Reproducing the Results

While this paper is about detecting SYN Floods, in order to do this reproduction of results, we are following their definition of a SYN Flood—namely, a client SYN is malicious if the final client ACK is never sent. Based on this definition of a SYN flood, our goal in reproducing the results is to aim to see if their sampling methods accurately detect these specific instances to the same true positive/false positive rate. In other words, the focus is more on the effectiveness of their sampling techniques rather than detecting all possible types of SYN Floods. 
We aim to reproduce the three sampling schemes that they explain in the paper: Systematic, random 1-out-of-N, and uniform probabilistic sampling. We will pay attention to SYN flood sampling and not to port scanning behavior.  


We used two main datasets, a CAIDA 2007 DDoS attack, and a NTUA 2003 DDoS attack. The NTUA attack was the original dataset used in the paper.  We got access to 2 more datasets, but unfortunately one of them did not properly work for our purposes (not a SYN Flood DDoS) and the other one had technical difficulties while downloading the dataset, and we were unable to get anyone to respond to our emails about fixing the problem. We considered making our own dataset by creating a SYN Flood attack, but ultimately decided that the CAIDA dataset was large enough (several gigabytes). 


One of the biggest challenges for this project was aquiring SYN Flooding datasets. After contacting the paper’s authors for weeks, we got access to their original datasets, but only 2 days before the deadline. So despite the fact that we found the paper’s implementation of the sampling methods very clear, we didn’t have much time to debug our original implementation of their detection/sampling methods to see why our graphs didn’t match the original. 
We also tried to find datasets available online, but unfortunately SYN Flood pcap files were surprisingly difficult to find, and when we did find them, they usually only had a few packets in them. When we proposed this paper, we assumed that there would be plenty of SYN Flood datasets available online, but they were actually only a few of them and all of them required applications/prior approval. We reached out to several places to apply to use their academic datasets, and fortunately acquired one very good dataset (CAIDA) with 16GB of a DDoS Syn Flood Attack.  This dataset was already preprocessed into pcap files, separating the packets being sent and received.
We also faced some unexpected implementation problems. We chose to use dpkt, a python library for processing pcap files. Unfortunately, after writing most of our code and testing on smaller datasets, we ran it on a larger file and discovered a memory leak in the library. This made it tricky to run our code on very large pcap files, and ended up capping the max number of packets we could process  and analyze to 27 million (on a machine running with 32 GB of RAM). 

Original Results

Here is the original graph from the paper. It’s checking the true positive/false positive rate of detecting malicious IPs corresponding to the sampling rate.  Both these graphs were calculated from packets corresponding to a high volume SYN Flood attack. You can see that after a certain sampling rate, the true positive rate goes close to 100%, and the false positive rate is incredibly low regardless of sampling rate (but has some small spikes around 0.04%-0.125%).
Our goal was to reproduce this graph, and see if we could get similar results with a different dataset. We did not include points at sampling rates that were smaller than 1 packet, and instead of keeping all 3 of the sampling methods in one graph, we plotted each one individually.

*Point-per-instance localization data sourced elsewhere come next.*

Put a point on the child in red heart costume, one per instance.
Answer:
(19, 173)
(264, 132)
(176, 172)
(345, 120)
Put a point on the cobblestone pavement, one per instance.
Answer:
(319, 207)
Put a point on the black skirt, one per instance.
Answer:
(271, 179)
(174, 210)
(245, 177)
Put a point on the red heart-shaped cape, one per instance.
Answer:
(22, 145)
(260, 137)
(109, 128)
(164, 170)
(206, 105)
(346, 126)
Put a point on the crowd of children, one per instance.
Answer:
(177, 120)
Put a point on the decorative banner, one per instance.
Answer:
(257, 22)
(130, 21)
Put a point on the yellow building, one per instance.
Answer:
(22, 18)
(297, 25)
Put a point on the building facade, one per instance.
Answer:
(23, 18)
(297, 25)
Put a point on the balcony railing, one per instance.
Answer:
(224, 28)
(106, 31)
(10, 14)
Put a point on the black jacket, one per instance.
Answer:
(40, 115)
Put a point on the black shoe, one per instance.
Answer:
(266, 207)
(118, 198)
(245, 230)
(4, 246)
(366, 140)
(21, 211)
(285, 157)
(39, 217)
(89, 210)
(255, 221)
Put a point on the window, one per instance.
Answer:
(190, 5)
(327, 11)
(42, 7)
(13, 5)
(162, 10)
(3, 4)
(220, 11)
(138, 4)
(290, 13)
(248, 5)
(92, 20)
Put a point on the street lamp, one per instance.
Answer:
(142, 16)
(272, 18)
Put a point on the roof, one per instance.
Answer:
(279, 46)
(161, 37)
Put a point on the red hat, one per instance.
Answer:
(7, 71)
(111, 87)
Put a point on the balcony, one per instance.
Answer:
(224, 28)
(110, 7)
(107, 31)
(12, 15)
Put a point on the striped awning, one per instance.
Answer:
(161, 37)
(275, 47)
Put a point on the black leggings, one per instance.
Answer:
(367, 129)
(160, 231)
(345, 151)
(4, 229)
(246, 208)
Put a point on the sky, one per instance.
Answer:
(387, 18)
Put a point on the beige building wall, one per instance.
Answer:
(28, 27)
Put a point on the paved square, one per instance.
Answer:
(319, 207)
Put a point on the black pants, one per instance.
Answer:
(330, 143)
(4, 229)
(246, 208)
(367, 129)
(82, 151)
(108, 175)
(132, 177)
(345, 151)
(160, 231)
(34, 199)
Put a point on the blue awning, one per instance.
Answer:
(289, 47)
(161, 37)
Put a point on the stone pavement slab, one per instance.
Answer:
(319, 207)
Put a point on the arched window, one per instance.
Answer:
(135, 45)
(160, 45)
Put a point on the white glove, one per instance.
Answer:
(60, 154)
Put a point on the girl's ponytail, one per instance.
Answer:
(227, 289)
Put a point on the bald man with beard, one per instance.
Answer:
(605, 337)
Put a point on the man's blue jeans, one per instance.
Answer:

Original Dataset – False Positive Rate



Interpreting Our Results

Ultimately, we ended up with the bizarre results of having our CAIDA dataset come close to the original graphs, and the original dataset graphs be completely different. 
We have a few explanations for the results of the CAIDA dataset. We only used part of the CAIDA traffic since we were capped at ~27 million packets due to the dpkt memory leak, but this is still over 50% larger that the original dataset’s attack, which had 17 million packets. So our true positive rate didn’t have the increase we see in the paper, most likely because even a very small sampling rate still resulted in a large number of packets examined, making our true positive rate close to 100% for almost all rates. The original graph didn’t get to that number until about a sampling rate of 0.03%, but then stayed close to 100% after that, meaning that the sampling methods are very accurate as long as enough packets are examined. 
Our CAIDA false positive rate was close to the original’s as well, but not quite as small. We had one sampling rate with a false positive rate of 1%, and the rest of the points were at or below 0.5%. The original graph’s false positive rate is capped at 0.015%, but the shape is relatively similar. This also could be explained by the size of the dataset—more traffic means there are more opportunities to accidentally blacklist legitimate IPs. Still, the sampling methods manage to have a very high true positive rate and a very low false positive rate on this dataset, which matches the thesis of the paper.
As for our True Positive Rate graphs below a 0.1% sampling rate on the original dataset, this may also just demonstrate the inconsistency of the true positive rate when sampling below a certain number of packets.  While the authors were able to get a smoother graph demonstrating the steady improvements on SYN flood detection as their sampling rate increased, it may have been partially a lucky run, and that sampling below a certain number of packets may or may not provide good results. 
However, for the True Positive graphs at sampling rates > 0.1% and for the False positive graphs, we got unexpected results that differed a lot from the original ones. We are at a loss to explain the differences. We feel relatively confident in our implementation of their sampling methods based on the successful CAIDA graphs, so the problem most likely lies elsewhere.  We suspect that the original authors may have done some processing of the PCAP files (whereas the CAIDA dataset was already processed into packets only going to the victim machine), or had a specific environment setup to read the traces. However, given that we only got the dataset 2 days before the deadline, we were unable to pinpoint the exact problem despite many attempts.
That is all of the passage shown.